Classification in ADratio

In addition to computing allele-depth ratios, ADratio also uses a companion library (nbClassifier) to build a Naive Bayes classifier to use a probabilistic model to assign class labels (e.g. X, Y, auto) to input scaffolds. The classifier in ADratio assumes Gaussian priors to compute posterior probabilities of assignment to each of any arbitrary number of input classes.
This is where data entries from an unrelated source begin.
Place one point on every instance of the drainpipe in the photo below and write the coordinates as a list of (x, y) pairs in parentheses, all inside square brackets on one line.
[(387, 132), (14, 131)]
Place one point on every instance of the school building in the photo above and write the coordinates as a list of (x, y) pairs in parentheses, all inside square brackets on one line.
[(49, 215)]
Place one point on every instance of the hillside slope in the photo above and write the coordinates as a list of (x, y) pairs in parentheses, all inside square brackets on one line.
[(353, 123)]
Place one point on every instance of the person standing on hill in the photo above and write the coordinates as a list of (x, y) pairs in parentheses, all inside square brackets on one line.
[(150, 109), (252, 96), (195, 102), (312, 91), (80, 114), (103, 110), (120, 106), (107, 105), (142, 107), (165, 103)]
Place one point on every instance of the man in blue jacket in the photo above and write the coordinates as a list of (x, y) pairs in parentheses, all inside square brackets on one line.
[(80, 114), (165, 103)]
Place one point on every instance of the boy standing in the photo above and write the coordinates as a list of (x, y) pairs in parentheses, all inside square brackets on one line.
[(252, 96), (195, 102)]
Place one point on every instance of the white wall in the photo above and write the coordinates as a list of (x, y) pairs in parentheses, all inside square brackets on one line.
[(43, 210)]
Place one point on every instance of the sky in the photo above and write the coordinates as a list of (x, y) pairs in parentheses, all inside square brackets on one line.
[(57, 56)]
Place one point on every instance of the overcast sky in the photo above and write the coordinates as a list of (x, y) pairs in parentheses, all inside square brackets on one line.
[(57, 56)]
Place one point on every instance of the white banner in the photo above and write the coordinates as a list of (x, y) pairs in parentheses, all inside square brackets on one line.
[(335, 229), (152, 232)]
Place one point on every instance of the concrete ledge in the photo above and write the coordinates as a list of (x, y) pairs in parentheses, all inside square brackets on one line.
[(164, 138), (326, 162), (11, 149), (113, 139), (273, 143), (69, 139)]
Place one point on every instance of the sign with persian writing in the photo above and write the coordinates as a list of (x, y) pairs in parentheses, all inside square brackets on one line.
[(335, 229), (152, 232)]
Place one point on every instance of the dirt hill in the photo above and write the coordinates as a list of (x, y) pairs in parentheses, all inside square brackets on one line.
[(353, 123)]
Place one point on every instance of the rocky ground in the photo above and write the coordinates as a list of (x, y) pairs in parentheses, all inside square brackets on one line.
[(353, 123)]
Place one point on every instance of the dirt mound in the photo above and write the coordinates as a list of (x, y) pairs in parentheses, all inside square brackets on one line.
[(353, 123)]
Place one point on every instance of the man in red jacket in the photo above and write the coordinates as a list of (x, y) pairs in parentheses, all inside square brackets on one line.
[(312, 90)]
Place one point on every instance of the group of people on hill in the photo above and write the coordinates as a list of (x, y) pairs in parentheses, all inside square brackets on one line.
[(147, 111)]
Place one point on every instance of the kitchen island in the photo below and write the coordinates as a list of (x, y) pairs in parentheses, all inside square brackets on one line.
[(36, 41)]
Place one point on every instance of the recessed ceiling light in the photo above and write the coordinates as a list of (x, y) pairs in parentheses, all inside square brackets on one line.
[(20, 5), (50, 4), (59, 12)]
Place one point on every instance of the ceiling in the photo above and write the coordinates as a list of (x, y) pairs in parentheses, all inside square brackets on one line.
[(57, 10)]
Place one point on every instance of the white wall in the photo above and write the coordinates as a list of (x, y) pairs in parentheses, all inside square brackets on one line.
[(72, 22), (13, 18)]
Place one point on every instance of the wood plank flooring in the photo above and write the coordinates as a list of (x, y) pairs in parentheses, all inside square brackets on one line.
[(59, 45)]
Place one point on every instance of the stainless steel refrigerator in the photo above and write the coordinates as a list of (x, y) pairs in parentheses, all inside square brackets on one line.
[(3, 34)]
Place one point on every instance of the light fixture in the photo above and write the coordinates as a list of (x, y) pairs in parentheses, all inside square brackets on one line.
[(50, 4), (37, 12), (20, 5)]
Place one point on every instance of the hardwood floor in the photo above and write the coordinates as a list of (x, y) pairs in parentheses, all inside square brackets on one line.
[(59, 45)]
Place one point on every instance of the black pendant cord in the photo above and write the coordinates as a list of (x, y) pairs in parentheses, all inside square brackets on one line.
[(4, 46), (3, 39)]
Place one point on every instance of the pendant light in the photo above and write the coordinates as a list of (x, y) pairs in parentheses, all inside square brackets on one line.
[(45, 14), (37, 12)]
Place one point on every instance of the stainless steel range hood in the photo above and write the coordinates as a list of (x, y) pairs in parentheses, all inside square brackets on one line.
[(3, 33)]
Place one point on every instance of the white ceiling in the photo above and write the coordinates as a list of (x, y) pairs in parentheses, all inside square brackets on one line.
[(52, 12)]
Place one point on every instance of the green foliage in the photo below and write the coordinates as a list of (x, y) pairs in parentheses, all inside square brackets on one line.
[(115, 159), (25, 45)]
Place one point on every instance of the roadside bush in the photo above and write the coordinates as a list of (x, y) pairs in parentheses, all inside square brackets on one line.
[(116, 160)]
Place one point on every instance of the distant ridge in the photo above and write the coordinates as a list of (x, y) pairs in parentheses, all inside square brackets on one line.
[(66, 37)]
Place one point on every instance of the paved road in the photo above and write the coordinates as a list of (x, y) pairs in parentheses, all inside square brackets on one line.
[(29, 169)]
By default, ADratio has priors for X, Y, and autosomal with means or 1.0, 0.0, and 2.0, respectively, all with standard deviations of 0.1. However, these are all customizable by the user to fit any potential scheme (e.g. Z/W systems), and any Gaussian parameters. Options are also included for the user to easily fit the classifier to an input dataset (which could represent simulated or empirical values). More on that below.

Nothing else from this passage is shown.